Sample rate, channel count, voice, and TTS output format are configured on the STT and TTS clients you pass to voice.New. The voice package does not redeclare them.

Audio transport

voice.AudioTransport is the duplex audio channel for a conversation. Implementations adapt WebSockets, telephony streams, in-memory pipes (for tests), files, etc.

type AudioTransport interface {
    Read(ctx context.Context) ([]byte, error)
    Write(ctx context.Context, frame []byte) error
    Close() error
}

Read returns one mono PCM frame per call. Write is called for every TTS audio frame. The PCM encoding (sample rate, channel count) is whatever the consumer configured on the STT and TTS clients; the voice package does not inspect the bytes. The example at examples/voice/web adapts a coder/websocket connection.

Events

Conversation.Events() returns a channel of typed events. The channel closes when the conversation ends. The consumer must drain it; failing to do so blocks the pipeline.

Type	Fired when	Populated fields
`EventReady`	Conversation is ready to receive audio	(none beyond `Type`, `Timestamp`)
`EventUserTranscriptPartial`	STT emits an interim result	`Text`
`EventUserTranscriptFinal`	STT commits a final transcript	`Text`
`EventAssistantDelta`	LLM streams a content token	`Text`
`EventAssistantDone`	The current assistant turn ends	`Text` (full reply)
`EventToolCallStart`	A tool is about to run	`ToolCall`
`EventToolCallEnd`	A tool finished running	`ToolCall`, `ToolResult`
`EventTTSStarted`	A TTS stream opens for this turn	(none)
`EventTTSEnded`	The TTS stream for this turn drains	(none)
`EventFiller`	A filler phrase has been queued for TTS	`Text` (the spoken filler)
`EventToolSoundStart`	Ambient tool-sound looper has started for a tool batch	(none)
`EventToolSoundEnd`	Ambient tool-sound looper has stopped	(none)
`EventUserSpeechStart`	First non-empty STT partial of a new user utterance	(none)
`EventAgentInterrupted`	Barge-in fired and the current turn was canceled	`Text` (spoken-so-far approximation)
`EventConversationEnd`	The pipeline goroutines have all returned	(none)
`EventError`	An unrecoverable error terminated the conversation	`Error`

Initial message

WithInitialMessage lets the agent speak first when a conversation opens — useful for greetings, prompts, or whatever you'd put in first_message on ElevenLabs ConvAI.

voice.WithInitialMessage("Hi, how can I help you today?")

Behavior:

Fires once, right after EventReady, before the runner waits for the first user transcript.
Skipped when resuming a session whose stored history already contains user or assistant messages — a mid-thread greeting would be wrong.
No LLM call. The configured text is sent straight to TTS, then appended to history (and persisted via WithSession if configured).
Participates in barge-in. Under BargeInInterrupt, a user partial during the greeting cancels TTS, fires EventAgentInterrupted, and records the history entry as <text> [interrupted].
Uses the streaming TTS path when the client implements tts.StreamingTextProvider; falls back to single-shot tts.Generation.StreamAudio otherwise.

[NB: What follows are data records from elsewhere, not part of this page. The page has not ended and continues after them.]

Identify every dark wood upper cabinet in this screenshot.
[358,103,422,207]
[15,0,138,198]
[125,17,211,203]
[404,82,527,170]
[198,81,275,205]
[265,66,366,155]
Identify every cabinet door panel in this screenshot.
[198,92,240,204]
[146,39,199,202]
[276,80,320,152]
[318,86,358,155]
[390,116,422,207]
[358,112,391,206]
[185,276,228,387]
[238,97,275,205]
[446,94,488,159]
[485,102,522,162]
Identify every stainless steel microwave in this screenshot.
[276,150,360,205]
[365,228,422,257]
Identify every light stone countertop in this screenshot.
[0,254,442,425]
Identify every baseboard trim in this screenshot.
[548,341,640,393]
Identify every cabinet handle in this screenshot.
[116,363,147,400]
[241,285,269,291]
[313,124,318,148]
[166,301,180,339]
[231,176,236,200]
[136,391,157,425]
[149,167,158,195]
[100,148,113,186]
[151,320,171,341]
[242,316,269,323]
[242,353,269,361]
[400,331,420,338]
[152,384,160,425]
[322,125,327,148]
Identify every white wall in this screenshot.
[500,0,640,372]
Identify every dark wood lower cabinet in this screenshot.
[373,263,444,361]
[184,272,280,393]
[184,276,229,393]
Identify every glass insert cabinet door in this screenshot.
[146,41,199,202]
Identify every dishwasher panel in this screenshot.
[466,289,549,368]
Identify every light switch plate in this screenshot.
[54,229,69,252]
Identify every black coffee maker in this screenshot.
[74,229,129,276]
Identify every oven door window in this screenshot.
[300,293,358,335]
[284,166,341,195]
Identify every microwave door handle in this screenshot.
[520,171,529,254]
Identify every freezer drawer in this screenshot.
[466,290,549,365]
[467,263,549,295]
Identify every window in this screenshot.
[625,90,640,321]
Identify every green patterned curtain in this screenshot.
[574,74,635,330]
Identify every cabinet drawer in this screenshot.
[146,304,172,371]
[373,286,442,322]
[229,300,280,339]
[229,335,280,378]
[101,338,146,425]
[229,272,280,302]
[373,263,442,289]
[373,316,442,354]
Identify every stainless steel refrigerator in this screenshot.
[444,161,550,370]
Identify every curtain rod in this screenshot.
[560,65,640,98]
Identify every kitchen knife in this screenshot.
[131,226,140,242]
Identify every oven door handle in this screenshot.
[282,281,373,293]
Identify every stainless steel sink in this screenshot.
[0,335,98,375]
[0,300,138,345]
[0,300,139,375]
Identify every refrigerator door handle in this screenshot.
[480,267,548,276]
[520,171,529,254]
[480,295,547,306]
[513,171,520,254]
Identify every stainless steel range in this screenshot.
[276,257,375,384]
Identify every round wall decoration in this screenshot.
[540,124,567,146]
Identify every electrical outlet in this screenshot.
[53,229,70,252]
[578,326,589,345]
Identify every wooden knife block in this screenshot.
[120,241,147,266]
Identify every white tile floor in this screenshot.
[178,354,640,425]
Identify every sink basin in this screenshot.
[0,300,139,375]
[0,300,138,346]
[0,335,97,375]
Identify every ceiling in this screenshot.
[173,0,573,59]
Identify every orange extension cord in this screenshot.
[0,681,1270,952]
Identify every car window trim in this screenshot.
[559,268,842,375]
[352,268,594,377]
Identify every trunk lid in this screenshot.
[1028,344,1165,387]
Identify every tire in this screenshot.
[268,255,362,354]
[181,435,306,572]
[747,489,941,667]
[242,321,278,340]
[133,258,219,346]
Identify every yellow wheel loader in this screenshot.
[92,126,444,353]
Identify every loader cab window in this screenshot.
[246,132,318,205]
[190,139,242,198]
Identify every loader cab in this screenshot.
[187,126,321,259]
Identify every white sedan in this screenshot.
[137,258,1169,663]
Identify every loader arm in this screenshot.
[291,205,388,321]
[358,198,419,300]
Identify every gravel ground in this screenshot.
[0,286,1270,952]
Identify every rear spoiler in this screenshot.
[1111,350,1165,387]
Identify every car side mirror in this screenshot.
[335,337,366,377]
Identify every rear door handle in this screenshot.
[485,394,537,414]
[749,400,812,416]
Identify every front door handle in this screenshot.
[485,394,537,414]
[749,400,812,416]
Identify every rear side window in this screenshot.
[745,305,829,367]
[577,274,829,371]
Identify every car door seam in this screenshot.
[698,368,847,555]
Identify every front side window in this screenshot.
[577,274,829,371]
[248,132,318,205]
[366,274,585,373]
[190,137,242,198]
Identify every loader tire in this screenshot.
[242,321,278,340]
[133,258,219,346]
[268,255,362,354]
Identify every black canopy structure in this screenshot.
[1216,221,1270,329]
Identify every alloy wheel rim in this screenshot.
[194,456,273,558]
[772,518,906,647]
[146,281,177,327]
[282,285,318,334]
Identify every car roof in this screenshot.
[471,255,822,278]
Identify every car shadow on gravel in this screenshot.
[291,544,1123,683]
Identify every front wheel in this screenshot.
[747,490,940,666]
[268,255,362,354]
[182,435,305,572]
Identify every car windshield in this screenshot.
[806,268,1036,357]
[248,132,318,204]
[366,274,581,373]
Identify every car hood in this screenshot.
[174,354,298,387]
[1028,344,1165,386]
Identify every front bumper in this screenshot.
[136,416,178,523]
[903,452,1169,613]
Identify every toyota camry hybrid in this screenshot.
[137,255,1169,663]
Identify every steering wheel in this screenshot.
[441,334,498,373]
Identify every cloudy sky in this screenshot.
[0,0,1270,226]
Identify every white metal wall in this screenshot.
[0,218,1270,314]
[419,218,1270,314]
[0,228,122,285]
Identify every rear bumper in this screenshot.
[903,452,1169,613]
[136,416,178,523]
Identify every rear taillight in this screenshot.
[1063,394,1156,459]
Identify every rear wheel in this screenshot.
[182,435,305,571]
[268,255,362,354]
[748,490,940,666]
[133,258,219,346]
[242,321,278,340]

For dynamic, per-conversation greetings (e.g. addressing the user by name), keep this option empty and have your first user turn driven by the conversation initiation flow — that's a separate slice.

Filler audio

If the LLM takes a long time to produce its first content delta (slow first token, slow tool-call resolution before any visible text, etc.), the user hears silence. WithFiller mitigates that by speaking a short phrase after a configurable timeout. It's modeled on the soft_timeout_config from ElevenAgents.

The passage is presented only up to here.